Intraseasonal atmospheric variability under climate trends

Low-order climate models have played an important role in understanding the low-frequency variability of the atmospheric circulation and how it can be affected by trends in anthropogenic forcing. A simple quasi-geostrophic model of the midlatitudes’ circulation (Lorenz, Tellus, 1984, 1990) is studied from the perspective of the theory of nonautonomous dynamical systems (NDS: e.g., Ghil et al., Physica D, 2008).

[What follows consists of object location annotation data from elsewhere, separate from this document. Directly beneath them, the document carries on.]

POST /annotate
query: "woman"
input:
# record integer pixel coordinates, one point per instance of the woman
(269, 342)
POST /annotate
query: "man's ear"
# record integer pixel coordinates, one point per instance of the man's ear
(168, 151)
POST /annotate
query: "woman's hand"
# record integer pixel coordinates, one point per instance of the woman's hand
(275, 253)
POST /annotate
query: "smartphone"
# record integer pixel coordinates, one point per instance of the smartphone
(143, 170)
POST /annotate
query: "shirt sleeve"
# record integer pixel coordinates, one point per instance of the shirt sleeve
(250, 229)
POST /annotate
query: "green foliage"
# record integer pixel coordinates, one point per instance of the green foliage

We start with a study of the model’s behavior in the absence of time dependent forcing and determine in this case its steady states. A bifurcation analysis is carried out in order to identify distinct regime behavior types – stationary, periodic and chaotic – in the model’s parameter space. Next, we study the nonautonomous system with a meridional temperature gradient that varies seasonally, according to changes in insolation. The snapshot attractor (Tel et al., JSP, 2020) of the seasonally forced model is compared with the standard forward attractor of the autonomous model for two distinct epochs of the year, at peak summer and peak winter. In both cases, the effects of the change in forcing are reflected in a clear change of shape of the attractor. Predictability is lost in both cases: the summer attractor loses its periodicity when the forcing is seasonal. The winter one favors energy transport through one of the two wave components included in the model. For the same value of the forcing, the structure of the attractor in the autonomous case is quite different from that in the nonautonomous one.

Finally, the meridional forcing is subjected to climate trends, both positive and negative, since the jet intensity changes in opposite directions at low and high altitudes (Lee et al., Nature, 2019). The analysis of the snapshot attractor of the system under climate trends suggests that the model does not follow the geostrophic assumption in certain ranges of the forcing, as the average zonal flow does not always show the expected dependence on the equator-to-pole temperature contrast. On the other hand, the energy transported by the eddies does follow the sign of the climatic trend. Overall, distinct effects are observed. Chaotic behavior can be completely suppressed in favor of a regularly periodic one and vice-versa. At the same time, circulation patterns can change, suddenly disappear, and be restored.

In general, the snapshot attractor proved to be a robust tool in studying the internal variability of the midlatitude circulation, as well as the changes arising in it from anthropogenic forcing trends. The distinct regimes of behavior are being examined more closely by advanced spectral analysis methods (Ghil et al., Rev. Geophys., 2002) to better understand the effects of climate trends on low-frequency variability.